After the gateway have been created, all you need to do is to download a script to configure your gateway device. In this case, as I´m running a Windows Server 2016 TP3 I´ll have to pick the Server 2012 R2 option. Click “Download VPN Device Script” to the right.
Once the script has been downloaded, copy the file to your server and rename it with the extension “.ps1” to make it a Powershell script. Go to your server and run the script which may take somewhere between 2-7 minutes based on the performance of your server. I have had some trouble with the line of the script that should restart the Remote Access service so I removed the line before running the script. After a manual restart of the service, I was able to connect the VPN to the Azure gateway with some Powershell commands seen below.
In an elevated Powershell console, start by importing the module needed with the command “Import-Module RemoteAccess” followed by the command “Connect-VPNS2SInterface –Name “your IP”. The correct command can be found at the bottom of the script.
The last step is to verify that we´re really connected with the command “Get-VPNS2SInterface”.
Now go back to the Azure portal where you see the gateway and click Connect at the bottom pane.
You will after a short while see this instead and we´re now connected and the on-prem servers can start communicating with the Azure VM´s.
Note that the Azure VM TBSM01 seen above has the IP 172.16.3.36 and remember the 172.16.0.60 internal IP of the gateway server. As you can see, the communication works prefectly J.
And lastly to show you that I can connect from another server on-prem cross-subnets, below you can see me initiaing a remote desktop connection from my SCOM server TBOM01 to the “soon-to-be” Service Manager server.
Information on the different gateway types and levels
When dealing with these kind of things as VPN tunnels in Azure, there are some limitations to be aware of.
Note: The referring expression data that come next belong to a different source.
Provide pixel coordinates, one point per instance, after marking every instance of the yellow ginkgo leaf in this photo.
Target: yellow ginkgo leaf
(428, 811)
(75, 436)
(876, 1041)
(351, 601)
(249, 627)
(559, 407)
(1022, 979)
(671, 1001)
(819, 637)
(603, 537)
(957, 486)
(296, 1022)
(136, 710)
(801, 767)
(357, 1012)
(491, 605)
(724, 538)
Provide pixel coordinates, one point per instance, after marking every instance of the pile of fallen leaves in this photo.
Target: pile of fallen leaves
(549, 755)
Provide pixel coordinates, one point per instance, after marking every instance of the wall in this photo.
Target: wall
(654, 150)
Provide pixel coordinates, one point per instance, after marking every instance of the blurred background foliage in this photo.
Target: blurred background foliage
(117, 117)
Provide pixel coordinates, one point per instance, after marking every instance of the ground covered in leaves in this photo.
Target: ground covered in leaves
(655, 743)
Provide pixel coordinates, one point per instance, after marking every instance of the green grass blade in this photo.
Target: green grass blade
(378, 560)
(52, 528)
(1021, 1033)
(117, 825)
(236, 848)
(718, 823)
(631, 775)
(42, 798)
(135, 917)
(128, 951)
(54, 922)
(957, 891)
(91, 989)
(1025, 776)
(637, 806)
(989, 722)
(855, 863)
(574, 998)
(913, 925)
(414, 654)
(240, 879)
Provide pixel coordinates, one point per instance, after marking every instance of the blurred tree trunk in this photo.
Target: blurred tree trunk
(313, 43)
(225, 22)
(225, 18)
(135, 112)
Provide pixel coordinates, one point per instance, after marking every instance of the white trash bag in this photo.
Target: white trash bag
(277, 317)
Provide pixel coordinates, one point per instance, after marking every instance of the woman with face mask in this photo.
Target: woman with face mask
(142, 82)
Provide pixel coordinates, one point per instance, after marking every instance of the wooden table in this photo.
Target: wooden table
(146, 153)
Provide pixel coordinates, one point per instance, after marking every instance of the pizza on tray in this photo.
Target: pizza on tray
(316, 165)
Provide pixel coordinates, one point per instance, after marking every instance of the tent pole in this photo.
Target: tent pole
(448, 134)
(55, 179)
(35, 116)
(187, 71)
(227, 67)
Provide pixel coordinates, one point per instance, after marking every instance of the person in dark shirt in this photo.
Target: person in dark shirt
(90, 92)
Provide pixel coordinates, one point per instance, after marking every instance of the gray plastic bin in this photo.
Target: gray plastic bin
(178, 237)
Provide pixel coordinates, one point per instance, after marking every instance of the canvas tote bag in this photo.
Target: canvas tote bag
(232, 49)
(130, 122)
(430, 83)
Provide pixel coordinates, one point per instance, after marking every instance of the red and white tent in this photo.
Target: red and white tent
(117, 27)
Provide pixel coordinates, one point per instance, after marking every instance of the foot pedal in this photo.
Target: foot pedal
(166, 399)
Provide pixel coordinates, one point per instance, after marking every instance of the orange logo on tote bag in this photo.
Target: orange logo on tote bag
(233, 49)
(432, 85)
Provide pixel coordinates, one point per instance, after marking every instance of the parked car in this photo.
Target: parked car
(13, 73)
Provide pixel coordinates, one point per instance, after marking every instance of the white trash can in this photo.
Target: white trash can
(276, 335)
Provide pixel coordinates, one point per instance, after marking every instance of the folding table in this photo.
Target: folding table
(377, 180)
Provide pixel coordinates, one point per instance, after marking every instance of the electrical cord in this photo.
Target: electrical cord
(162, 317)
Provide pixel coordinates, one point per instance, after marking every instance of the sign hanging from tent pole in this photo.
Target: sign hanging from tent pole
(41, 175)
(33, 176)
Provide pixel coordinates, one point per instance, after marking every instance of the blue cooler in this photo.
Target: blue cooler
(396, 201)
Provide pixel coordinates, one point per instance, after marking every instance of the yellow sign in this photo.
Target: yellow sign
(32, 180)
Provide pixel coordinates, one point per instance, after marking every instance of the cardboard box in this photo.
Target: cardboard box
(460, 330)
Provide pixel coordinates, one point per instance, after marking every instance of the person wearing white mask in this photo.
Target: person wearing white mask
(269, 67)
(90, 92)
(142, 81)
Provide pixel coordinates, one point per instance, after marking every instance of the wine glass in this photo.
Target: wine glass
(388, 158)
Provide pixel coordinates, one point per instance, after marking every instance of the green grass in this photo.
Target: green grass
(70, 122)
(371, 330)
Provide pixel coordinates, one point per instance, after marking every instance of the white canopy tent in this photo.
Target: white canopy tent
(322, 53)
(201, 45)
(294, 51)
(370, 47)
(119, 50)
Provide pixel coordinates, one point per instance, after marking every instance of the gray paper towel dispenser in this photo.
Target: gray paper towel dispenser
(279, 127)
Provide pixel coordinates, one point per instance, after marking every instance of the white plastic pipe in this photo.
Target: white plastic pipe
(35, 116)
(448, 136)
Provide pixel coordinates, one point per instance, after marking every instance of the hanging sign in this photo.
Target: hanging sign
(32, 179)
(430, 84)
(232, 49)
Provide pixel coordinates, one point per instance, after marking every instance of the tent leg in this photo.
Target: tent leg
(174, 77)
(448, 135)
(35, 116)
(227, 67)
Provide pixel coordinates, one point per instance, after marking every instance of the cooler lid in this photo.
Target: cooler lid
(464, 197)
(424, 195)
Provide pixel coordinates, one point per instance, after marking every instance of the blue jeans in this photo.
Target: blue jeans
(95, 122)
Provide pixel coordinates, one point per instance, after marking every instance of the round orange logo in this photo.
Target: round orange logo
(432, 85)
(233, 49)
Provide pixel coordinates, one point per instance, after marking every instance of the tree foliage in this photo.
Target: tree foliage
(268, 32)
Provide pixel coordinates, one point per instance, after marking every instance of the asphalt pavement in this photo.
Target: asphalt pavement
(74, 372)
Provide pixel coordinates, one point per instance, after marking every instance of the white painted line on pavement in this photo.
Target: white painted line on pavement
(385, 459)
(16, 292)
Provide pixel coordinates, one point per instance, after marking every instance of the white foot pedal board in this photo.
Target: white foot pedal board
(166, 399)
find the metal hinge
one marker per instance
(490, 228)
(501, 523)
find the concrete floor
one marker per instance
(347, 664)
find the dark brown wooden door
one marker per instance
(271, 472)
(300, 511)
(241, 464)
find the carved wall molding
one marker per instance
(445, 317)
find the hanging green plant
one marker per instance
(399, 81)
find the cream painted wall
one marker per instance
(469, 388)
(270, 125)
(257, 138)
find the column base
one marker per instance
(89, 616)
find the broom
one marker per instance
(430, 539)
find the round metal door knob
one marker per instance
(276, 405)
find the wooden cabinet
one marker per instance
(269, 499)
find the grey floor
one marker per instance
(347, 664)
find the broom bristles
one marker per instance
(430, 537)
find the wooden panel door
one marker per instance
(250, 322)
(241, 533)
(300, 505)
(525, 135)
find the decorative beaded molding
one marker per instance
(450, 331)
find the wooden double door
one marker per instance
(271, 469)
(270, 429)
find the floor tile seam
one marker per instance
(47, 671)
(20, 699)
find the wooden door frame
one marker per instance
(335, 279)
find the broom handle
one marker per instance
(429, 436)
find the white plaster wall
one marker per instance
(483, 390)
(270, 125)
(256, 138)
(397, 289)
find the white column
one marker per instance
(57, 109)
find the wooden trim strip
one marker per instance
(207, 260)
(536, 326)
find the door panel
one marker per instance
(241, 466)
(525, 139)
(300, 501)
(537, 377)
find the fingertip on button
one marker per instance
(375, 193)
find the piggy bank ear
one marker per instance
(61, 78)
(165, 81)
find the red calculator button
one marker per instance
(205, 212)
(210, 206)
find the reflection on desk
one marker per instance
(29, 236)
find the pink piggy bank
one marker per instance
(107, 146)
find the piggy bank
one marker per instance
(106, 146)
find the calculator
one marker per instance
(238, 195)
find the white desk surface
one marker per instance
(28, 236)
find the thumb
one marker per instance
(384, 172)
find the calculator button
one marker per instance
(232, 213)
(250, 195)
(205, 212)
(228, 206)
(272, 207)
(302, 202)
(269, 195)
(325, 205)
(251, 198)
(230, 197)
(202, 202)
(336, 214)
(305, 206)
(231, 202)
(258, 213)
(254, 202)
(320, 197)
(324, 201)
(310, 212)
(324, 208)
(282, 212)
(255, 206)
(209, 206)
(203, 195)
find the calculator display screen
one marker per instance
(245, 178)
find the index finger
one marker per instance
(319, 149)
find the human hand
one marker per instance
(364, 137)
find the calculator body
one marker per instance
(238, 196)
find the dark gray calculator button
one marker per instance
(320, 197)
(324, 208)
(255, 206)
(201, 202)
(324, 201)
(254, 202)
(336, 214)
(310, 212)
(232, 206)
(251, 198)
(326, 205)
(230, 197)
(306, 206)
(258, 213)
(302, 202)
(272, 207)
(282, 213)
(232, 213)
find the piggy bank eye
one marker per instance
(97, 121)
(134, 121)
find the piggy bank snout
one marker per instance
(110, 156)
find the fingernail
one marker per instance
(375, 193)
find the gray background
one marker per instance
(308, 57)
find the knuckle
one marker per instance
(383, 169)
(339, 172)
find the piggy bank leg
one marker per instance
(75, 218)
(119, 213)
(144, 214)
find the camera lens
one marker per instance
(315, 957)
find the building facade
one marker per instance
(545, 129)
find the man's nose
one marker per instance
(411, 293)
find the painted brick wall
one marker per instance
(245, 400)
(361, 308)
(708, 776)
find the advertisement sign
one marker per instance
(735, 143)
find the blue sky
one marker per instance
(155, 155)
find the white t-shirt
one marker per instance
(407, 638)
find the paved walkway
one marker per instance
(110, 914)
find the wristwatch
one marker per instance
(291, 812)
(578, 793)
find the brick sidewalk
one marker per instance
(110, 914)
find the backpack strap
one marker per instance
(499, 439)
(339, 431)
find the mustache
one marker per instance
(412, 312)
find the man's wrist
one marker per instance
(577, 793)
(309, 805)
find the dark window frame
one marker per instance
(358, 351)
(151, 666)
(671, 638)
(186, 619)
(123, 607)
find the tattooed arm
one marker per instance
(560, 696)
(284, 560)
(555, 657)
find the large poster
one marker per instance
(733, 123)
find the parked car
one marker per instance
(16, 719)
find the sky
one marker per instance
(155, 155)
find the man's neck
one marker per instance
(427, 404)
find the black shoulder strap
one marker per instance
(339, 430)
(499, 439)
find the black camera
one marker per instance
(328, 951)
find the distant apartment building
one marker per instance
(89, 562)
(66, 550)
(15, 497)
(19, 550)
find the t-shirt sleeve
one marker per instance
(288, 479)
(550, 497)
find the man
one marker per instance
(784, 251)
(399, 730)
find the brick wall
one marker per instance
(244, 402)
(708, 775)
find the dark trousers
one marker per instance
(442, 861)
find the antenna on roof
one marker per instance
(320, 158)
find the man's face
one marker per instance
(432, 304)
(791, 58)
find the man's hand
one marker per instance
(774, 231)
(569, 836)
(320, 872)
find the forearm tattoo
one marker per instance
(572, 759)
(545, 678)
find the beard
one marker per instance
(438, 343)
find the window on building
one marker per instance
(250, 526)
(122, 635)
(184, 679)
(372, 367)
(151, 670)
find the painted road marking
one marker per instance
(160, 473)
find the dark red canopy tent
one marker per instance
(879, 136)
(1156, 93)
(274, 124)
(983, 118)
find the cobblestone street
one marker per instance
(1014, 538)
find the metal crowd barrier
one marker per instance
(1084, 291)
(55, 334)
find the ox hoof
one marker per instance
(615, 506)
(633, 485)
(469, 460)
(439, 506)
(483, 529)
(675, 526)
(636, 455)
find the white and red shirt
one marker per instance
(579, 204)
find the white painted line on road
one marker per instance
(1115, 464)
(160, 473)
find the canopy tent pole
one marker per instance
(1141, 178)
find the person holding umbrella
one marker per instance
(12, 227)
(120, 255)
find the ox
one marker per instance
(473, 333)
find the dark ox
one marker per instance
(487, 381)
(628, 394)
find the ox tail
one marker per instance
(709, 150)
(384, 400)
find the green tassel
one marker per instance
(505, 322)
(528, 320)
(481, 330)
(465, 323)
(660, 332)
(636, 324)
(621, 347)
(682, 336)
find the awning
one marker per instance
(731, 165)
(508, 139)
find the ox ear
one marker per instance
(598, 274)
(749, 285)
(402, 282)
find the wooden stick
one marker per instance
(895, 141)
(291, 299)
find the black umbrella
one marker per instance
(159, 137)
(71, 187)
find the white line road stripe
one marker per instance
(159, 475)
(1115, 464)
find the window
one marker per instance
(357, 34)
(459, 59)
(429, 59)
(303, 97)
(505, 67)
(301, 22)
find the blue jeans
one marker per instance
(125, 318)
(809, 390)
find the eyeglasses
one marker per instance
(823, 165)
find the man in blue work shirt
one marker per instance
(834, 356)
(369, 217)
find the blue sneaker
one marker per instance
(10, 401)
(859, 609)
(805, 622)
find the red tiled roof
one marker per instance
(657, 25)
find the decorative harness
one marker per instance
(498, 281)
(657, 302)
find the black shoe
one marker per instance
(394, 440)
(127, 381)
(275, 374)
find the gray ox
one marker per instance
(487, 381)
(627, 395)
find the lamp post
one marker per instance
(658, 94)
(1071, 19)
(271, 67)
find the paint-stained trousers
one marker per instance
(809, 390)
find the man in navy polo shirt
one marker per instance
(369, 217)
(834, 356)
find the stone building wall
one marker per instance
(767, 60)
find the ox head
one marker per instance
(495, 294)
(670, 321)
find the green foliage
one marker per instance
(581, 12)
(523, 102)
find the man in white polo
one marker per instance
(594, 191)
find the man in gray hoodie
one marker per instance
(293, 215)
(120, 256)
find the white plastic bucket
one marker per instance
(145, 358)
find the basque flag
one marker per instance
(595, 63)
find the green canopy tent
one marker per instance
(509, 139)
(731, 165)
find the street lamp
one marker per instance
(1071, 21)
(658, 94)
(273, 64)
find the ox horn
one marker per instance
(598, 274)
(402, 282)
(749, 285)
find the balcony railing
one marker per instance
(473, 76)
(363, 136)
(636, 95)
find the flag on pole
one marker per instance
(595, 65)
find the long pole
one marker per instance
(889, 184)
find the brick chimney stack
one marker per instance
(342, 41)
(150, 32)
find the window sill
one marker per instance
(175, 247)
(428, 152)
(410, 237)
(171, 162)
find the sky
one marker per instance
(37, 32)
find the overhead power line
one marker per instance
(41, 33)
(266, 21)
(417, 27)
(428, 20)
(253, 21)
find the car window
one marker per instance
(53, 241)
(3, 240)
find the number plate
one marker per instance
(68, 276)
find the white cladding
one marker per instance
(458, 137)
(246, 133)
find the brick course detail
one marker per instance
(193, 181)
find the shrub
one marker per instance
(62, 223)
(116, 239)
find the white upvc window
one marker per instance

The tunnel I´ve created in this post is a Basic tunnel, the others need to be created through Powershell. As I mentioned in the beginning of the post, I´m on a 100/100 Mbit/s internet connection, which means that I can practically (I get around 95 Mbit/s upwards) almost maximize both the Basic and Standard gateways in that matter. What you can also see is that Basic can´t coexist with Express route.
|SKU||VPN GATEWAY AND EXPRESSROUTE COEXIST||EXPRESSROUTE GATEWAY THROUGHPUT||VPN GATEWAY THROUGHPUT||VPN GATEWAY MAX IPSEC TUNNELS|
|Basic||No||500 Mbps||100 Mbps||10|
|Standard||Yes||1000 Mbps||100 Mbps||10|
|High Performance||Yes||2000 Mbps||200 Mbps||30|
The difference between Static and Dynamic routing gateways
A static routing gateway is a policy-based VPN that encrypt and direct packets through IPSec tunnels based on address prefixes between the on-prem network and the Azure virtual network (VNET). The policy is usually an access list inside the VPN configuration.
A dynamic routing gateway relies solely on routing and uses routes when forwarding IP packets into the correct tunnel. The tunnel interface then encrypt the packet on its way in to the tunnel and decrypts it on its way out of the tunnel.
If you want something faster, even more secure and the lowest latency, you should consider the expressroute option instead or as well.
To find out more on the different types including Expressroute, check the Azure VPN Gateway FAQ.
As I´ve shown here, running on max capacity isn’t the same anymore as having to buy additional hardware. With this solution, I´m able to keep expanding my lab environment up in Azure and from now on I can deploy as many VM´s as I want (at least until I run out of money).